Di questa crescita devo ringraziare le oltre 200 persone che lavorano nel nostro gruppo ed è anche per difendere la loro reputazione che ho ritenuto importante precisare alcuni fatti.
Ti ringrazio per la tua attenzione,
Andrea Pezzi
Ceo Mint
2 - LE INCHIESTE DI «REPORT» E GLI INTERROGATIVI SU UN GRANDE BALZO
Aldo Grasso per il “Corriere della Sera”
Incuriosito dallo straordinario ruolo che gli viene attribuito (eminenza grigia di Vivendi e del suo presidente Arnaud De Puyfontaine), ho seguito la puntata di Report di Giorgio Mottola su Andrea Pezzi (Rai3). Lo stile della trasmissione di Sigfrido Ranucci è sempre il solito: molta carne al fuoco, molte interviste con personaggi oscurati, molti inseguimenti per strada, molti punti di domanda.
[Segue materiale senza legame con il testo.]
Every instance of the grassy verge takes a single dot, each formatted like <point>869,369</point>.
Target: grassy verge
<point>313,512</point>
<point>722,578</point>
La giovane promessa di Mtv aveva tentato la carriera tv anche in Rai, quando in Viale Mazzini ricopriva ruoli importanti Deborah Bergamini (ex consulente per la comunicazione di Berlusconi). Nel 2005 Pezzi conduce Tornasole, un programma culturale molto velleitario. L'anno successivo ospita Antonio Meneghetti, il guru dell'ontopsicologia, un guazzabuglio fideistico di rara amenità: «Individua e descrive i comportamenti del monitor di deflessione e isola l'identità e le caratteristiche dell'unità di azione che specifica l'uomo conforme al progetto di natura: l'In Sé ontico».
Pezzi è un seguace di Meneghetti, sostiene persino di seguire i suoi corsi a San Pietroburgo (in che lingua si tenevano, in russo?). Allora scrissi che era stata trasmessa «una delle più strampalate, balzane, sconclusionate interviste che la Rai abbia mai mandato in onda».
Poi Pezzi si palesa come grande esperto di comunicazione con il progetto «OVO», una sorta di enciclopedia illustrata che già sul nascere appariva vecchia, nemmeno fondata sull'ipertesto (pare che per Mediaset sia stato un bagno di sangue economico). Da seguace dell'ontopsicologia a consigliere, mediatore, incantatore di serpenti finanziari, imprenditore del digital advertising: un grande balzo non c'è che dire.
Ovviamente ogni sua iniziativa è ammantata di neoumanesimo, qualunque cosa voglia dire. Sostiene che il suo compito, strapagato, è di fare «il traduttore culturale tra l'approccio cartesiano dei francesi e quello troppo machiavellico degli italiani». Mah!